As Ginnie Mae mortgage-backed securities reached an all time high in reaction to a GSE reform bill currently working its way through the House Banking Committee, investors have begun to believe the bill will not make it out of committee this year, and began to rapidly sell Ginnie Maes.

"In fact, for June delivery, Ginnie 7.5s were up nine ticks, and Fannie 7.5s were up 17.5 ticks, so Ginnies 7.5s had a quarter point underperformance, and Ginnie 8s had 6.5 ticks underperformance," said Art Frank, head of mortgage research at Nomura Securities, calling the event a "pretty dramatic cheapening of Ginnies."

The breaking point at which investors felt that Ginnie Maes had gotten too rich was when they were trading at one basis point higher than Fannie Maes.

The so-called "battering" of Ginnie Maes came despite a market rally and positive economic releases. "This morning we have observed the Ginnie Mae/Fannie Mae 7.5 swap go from 1-03 to 0-26 despite a market rally," said David Montano, mortgage researcher at Credit Suisse First Boston. "Generally, Ginnie Maes are supposed to have longer durations. Of course, Ginnie Maes have not been trading very rationally' recently. The selling in GNMA this morning has been heavy."

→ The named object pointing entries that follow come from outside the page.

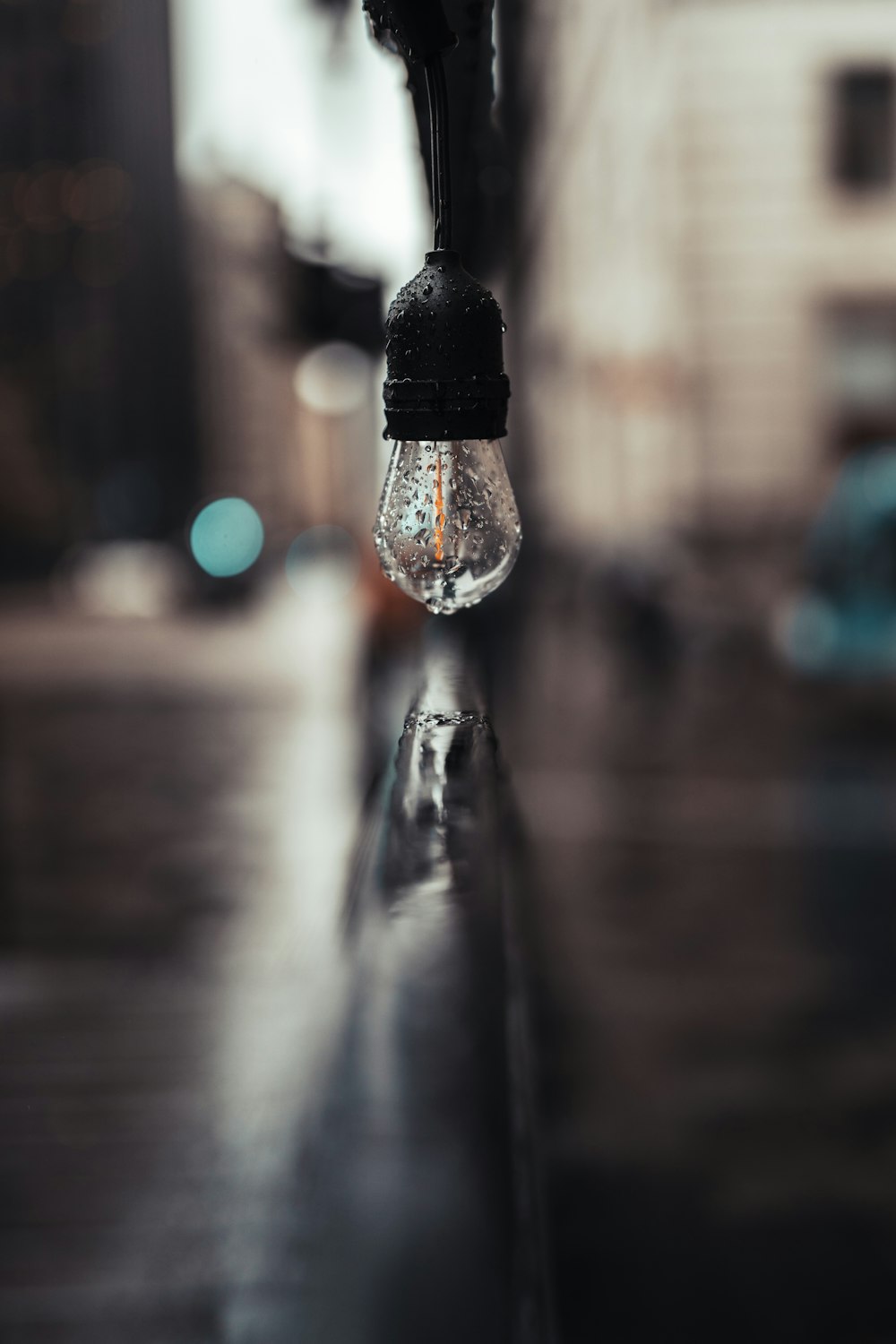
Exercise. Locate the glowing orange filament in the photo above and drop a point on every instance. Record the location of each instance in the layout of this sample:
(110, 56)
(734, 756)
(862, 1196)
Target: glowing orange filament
(440, 508)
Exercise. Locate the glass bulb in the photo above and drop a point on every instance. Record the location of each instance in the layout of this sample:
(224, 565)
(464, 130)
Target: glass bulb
(447, 531)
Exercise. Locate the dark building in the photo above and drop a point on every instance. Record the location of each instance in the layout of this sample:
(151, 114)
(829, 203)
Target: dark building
(96, 390)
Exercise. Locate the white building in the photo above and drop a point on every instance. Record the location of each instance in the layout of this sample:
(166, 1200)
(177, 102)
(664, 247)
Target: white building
(710, 231)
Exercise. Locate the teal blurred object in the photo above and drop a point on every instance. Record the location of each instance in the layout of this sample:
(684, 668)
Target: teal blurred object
(844, 620)
(226, 538)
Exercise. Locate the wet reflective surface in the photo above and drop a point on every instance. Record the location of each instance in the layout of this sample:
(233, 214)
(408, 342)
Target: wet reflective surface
(254, 1073)
(712, 914)
(179, 811)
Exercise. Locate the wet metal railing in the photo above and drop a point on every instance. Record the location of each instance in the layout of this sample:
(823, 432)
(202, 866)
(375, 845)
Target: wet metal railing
(435, 1212)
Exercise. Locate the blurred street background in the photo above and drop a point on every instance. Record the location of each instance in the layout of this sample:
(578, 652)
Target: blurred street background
(688, 212)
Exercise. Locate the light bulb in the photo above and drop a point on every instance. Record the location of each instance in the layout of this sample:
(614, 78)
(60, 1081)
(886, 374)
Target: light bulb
(447, 530)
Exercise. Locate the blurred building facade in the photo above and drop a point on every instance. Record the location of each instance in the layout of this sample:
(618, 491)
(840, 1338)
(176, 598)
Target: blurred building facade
(707, 312)
(96, 386)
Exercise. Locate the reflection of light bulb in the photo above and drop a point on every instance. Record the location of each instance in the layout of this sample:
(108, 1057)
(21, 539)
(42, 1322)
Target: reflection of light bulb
(447, 531)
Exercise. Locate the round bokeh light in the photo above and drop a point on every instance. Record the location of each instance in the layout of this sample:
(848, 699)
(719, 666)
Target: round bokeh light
(226, 538)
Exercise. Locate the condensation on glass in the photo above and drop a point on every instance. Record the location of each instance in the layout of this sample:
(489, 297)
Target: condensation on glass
(447, 529)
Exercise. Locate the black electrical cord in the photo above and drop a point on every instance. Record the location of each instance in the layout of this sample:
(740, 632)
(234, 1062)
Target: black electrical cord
(437, 96)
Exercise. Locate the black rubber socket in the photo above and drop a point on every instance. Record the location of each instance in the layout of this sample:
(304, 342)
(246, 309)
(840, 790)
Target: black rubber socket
(444, 357)
(419, 27)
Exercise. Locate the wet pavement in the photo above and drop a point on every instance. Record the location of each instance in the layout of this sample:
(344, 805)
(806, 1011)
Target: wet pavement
(179, 809)
(704, 902)
(712, 927)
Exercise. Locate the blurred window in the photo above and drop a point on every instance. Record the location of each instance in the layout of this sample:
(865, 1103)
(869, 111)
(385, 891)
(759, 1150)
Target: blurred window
(864, 131)
(860, 374)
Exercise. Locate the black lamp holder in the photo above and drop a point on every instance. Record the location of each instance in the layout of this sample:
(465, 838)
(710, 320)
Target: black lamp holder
(444, 351)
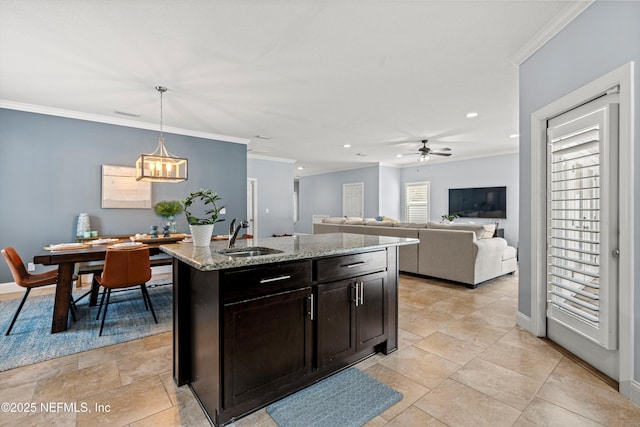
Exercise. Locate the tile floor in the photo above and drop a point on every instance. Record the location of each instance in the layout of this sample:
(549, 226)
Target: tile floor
(462, 361)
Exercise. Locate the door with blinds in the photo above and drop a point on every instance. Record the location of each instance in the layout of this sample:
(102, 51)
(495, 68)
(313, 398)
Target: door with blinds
(582, 232)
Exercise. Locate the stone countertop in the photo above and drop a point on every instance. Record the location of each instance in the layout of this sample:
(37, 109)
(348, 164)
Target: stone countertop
(297, 247)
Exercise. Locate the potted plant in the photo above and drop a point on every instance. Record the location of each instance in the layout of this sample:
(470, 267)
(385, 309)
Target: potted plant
(449, 218)
(168, 209)
(202, 228)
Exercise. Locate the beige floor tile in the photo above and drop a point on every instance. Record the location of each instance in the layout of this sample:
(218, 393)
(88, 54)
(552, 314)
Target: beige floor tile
(406, 338)
(532, 362)
(505, 385)
(146, 363)
(450, 348)
(421, 366)
(603, 405)
(78, 385)
(540, 412)
(417, 323)
(468, 330)
(123, 408)
(39, 371)
(455, 405)
(414, 417)
(410, 389)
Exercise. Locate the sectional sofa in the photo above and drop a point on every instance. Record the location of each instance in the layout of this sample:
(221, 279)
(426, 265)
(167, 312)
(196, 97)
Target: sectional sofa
(460, 252)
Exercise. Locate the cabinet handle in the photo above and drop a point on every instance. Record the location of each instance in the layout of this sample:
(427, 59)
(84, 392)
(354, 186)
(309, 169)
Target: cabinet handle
(274, 279)
(357, 284)
(355, 264)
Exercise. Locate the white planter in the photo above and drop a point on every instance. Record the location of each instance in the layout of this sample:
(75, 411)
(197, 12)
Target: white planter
(201, 234)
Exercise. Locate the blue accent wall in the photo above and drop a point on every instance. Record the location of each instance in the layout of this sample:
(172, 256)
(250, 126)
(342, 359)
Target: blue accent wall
(51, 170)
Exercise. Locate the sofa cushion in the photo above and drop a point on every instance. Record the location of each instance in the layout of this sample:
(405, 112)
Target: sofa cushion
(410, 225)
(333, 220)
(379, 223)
(478, 229)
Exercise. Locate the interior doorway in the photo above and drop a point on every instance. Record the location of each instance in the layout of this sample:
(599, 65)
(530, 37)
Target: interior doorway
(621, 78)
(252, 206)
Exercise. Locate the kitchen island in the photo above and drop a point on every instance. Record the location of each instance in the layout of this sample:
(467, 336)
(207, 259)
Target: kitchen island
(272, 316)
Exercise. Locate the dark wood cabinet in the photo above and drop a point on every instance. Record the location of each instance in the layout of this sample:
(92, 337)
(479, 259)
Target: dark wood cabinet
(245, 337)
(267, 345)
(352, 313)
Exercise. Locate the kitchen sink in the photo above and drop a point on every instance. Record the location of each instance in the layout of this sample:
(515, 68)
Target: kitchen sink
(249, 251)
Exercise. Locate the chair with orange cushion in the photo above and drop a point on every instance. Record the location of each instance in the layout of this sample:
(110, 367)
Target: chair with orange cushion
(124, 268)
(29, 281)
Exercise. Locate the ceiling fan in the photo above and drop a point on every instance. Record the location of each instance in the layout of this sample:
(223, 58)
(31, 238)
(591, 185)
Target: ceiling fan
(425, 152)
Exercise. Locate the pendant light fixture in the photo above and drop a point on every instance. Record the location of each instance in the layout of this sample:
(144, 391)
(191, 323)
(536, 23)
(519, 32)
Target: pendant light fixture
(161, 166)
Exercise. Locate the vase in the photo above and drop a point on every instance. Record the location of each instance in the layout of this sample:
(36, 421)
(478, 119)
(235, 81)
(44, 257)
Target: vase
(201, 234)
(83, 225)
(173, 225)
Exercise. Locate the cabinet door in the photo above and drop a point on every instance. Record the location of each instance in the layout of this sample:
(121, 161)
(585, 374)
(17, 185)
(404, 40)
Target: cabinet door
(336, 321)
(371, 310)
(267, 345)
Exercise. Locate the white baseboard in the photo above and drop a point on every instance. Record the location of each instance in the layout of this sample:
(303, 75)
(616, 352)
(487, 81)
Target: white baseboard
(631, 390)
(525, 322)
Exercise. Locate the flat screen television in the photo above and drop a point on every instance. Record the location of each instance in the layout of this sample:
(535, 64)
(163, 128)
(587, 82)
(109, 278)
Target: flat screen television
(486, 202)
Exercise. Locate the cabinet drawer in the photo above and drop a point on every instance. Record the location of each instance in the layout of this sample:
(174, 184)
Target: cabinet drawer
(335, 268)
(257, 281)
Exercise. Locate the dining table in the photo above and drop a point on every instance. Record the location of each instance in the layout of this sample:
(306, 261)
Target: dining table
(66, 260)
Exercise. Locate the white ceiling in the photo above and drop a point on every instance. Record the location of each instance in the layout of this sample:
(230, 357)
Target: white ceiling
(311, 74)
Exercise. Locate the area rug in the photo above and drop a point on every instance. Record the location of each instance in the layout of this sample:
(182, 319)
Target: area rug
(349, 398)
(31, 340)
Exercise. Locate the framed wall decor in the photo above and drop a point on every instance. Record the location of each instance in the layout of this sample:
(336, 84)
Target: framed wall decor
(120, 190)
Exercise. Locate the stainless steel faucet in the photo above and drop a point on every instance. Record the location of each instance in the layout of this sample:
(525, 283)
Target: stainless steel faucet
(233, 233)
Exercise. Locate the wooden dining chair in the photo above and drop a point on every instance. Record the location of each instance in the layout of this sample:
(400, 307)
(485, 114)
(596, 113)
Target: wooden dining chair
(124, 268)
(29, 281)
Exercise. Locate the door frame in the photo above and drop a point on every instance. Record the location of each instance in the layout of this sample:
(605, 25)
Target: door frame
(254, 204)
(622, 76)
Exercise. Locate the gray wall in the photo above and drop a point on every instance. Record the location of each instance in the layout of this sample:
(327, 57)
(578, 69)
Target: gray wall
(50, 171)
(603, 38)
(322, 194)
(275, 193)
(494, 171)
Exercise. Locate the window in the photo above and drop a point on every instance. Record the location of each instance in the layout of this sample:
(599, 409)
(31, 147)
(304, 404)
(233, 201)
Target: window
(417, 202)
(353, 199)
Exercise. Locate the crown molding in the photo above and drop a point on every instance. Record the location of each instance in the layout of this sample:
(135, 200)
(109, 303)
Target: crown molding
(561, 20)
(50, 111)
(271, 159)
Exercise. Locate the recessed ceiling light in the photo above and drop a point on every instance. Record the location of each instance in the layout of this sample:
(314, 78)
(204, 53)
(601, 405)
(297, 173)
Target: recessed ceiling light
(124, 113)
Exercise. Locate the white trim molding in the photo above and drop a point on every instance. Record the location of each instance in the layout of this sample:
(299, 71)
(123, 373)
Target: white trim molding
(49, 111)
(553, 27)
(622, 76)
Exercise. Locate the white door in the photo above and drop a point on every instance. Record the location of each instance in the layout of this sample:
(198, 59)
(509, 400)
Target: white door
(582, 232)
(353, 199)
(252, 206)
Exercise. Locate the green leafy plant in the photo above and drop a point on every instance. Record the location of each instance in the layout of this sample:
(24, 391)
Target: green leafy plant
(167, 208)
(208, 197)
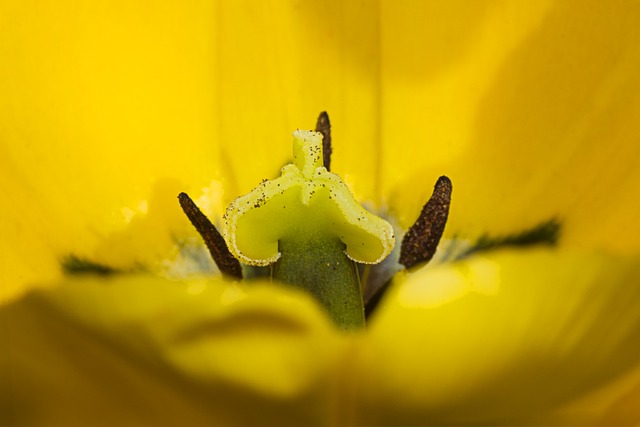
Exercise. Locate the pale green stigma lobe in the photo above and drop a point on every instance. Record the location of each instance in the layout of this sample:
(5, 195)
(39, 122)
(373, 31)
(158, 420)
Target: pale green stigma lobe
(306, 200)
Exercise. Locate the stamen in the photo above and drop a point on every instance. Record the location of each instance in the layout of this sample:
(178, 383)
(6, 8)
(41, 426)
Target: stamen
(228, 265)
(420, 243)
(324, 127)
(545, 233)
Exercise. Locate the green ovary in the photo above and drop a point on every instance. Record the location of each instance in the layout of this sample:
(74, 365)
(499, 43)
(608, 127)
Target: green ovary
(308, 223)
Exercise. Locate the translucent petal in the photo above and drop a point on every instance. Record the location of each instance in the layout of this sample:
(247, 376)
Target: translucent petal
(530, 109)
(510, 337)
(138, 350)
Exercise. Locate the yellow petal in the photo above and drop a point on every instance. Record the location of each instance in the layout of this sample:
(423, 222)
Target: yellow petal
(530, 109)
(146, 351)
(509, 337)
(104, 105)
(101, 106)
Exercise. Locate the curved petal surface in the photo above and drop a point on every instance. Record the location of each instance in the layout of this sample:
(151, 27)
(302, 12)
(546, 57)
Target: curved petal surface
(138, 350)
(508, 337)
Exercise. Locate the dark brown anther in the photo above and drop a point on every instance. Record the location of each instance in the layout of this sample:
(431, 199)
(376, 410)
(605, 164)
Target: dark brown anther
(420, 243)
(228, 265)
(324, 127)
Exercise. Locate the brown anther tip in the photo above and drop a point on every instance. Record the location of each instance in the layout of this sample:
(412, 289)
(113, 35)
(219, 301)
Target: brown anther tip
(421, 241)
(323, 125)
(228, 265)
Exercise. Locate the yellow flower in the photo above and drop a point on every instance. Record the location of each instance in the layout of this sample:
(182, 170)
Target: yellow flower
(109, 109)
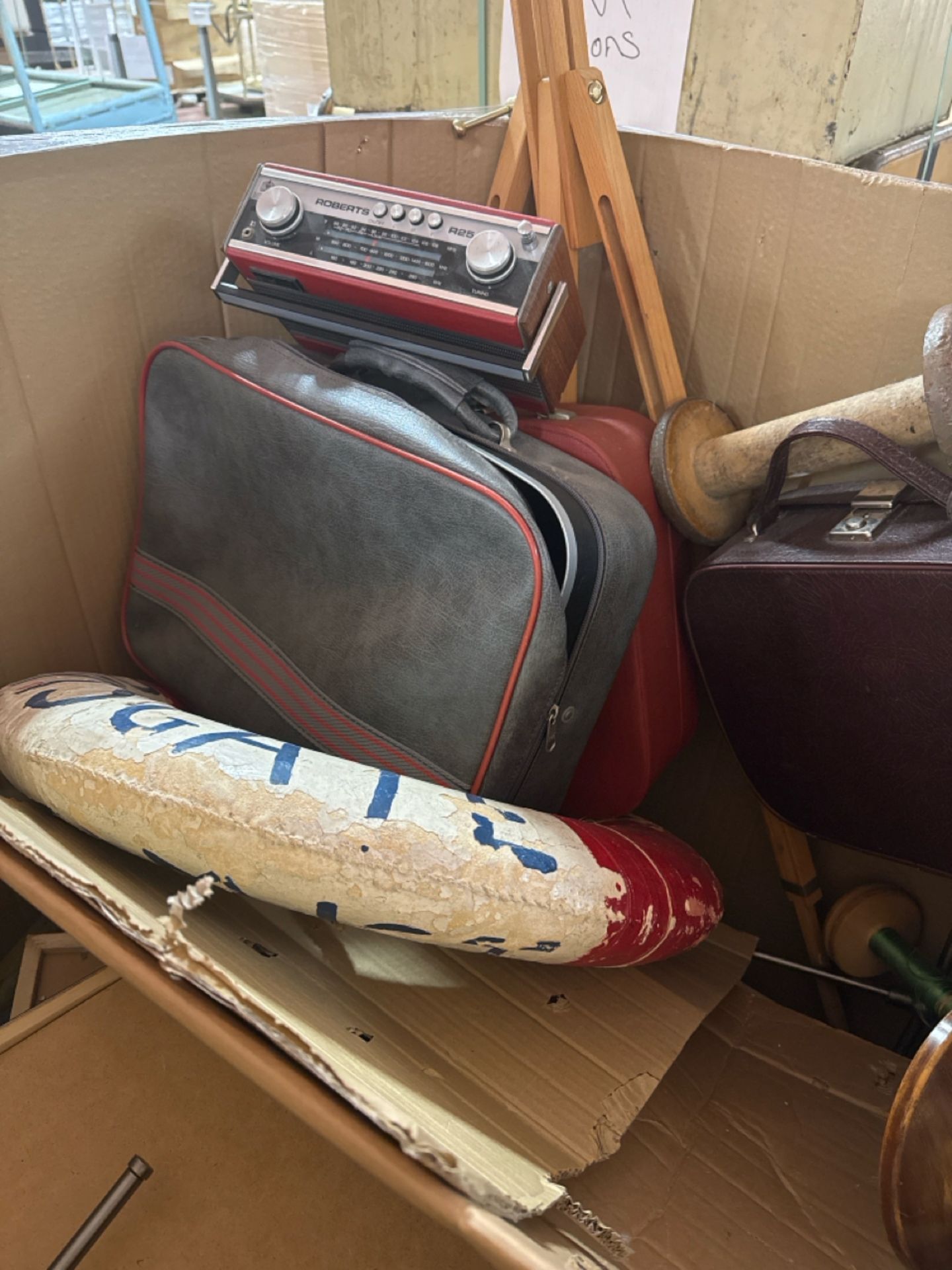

Frank also noted that agency debentures also came in about 2.5 basis points. Spreads at press time Thursday afternoon between the Fannie Mae 8% and the 9.2-year Treasury were only one basis point wider, at 188 over.

Analysts are recommending up-in-coupon trades. "We continue to recommend up-in-coupon, favoring Fannie Mae 8.5s and 8s," said Montano. "We are concerned about the performance of Fannie Mae 7.5s where supply has been the heaviest. We also note that new issue residential subordinates spreads have been widening over the last couple of weeks - single-Bs wider by about 30 basis points - an indication that more investors believe that we have hit the peak in the housing market."

Elsewhere, the beginning of the week saw a heavy volume of mortgage originators selling, though it eased up later on in the week. "It's still pretty much the prime season for purchase applications, but that should tail off in a couple weeks," Frank said. "May and early June are popular times for people to buy homes to close in July and August. So we're coming toward the end of the period of relatively heavy mortgage banker supply, but we haven't seen #he end of it."

Convexity for Yield

In a report issued by Salomon Smith Barney in this week's Bond Market Roundup, the company is suggesting to investors to trade convexity for yield because of a further inversion of the yield curve and a low-volatility environment. A barbell strategy will then take form as the optimal portfolio structure.

An example of this is to buy 8.5s and 6s and sell 7s, providing an additional three to five basis point return over a six-month investment horizon.

CMBS Deal in the Pipeline

PNC Bank Corp., Morgan Stanley Dean Witter & Co. and CIBC World Markets Corp. have started marketing a $802 million commercial mortgage-backed deal. The triple-crown transaction has been rumored to price June 5.

"Logic has with three different originators, it tends to create some resemblance of a CMBS soup, rather than having a distinct consistency for the origination process," said Michael Hoeh, an MBS portfolio manager at Dreyfus Corp.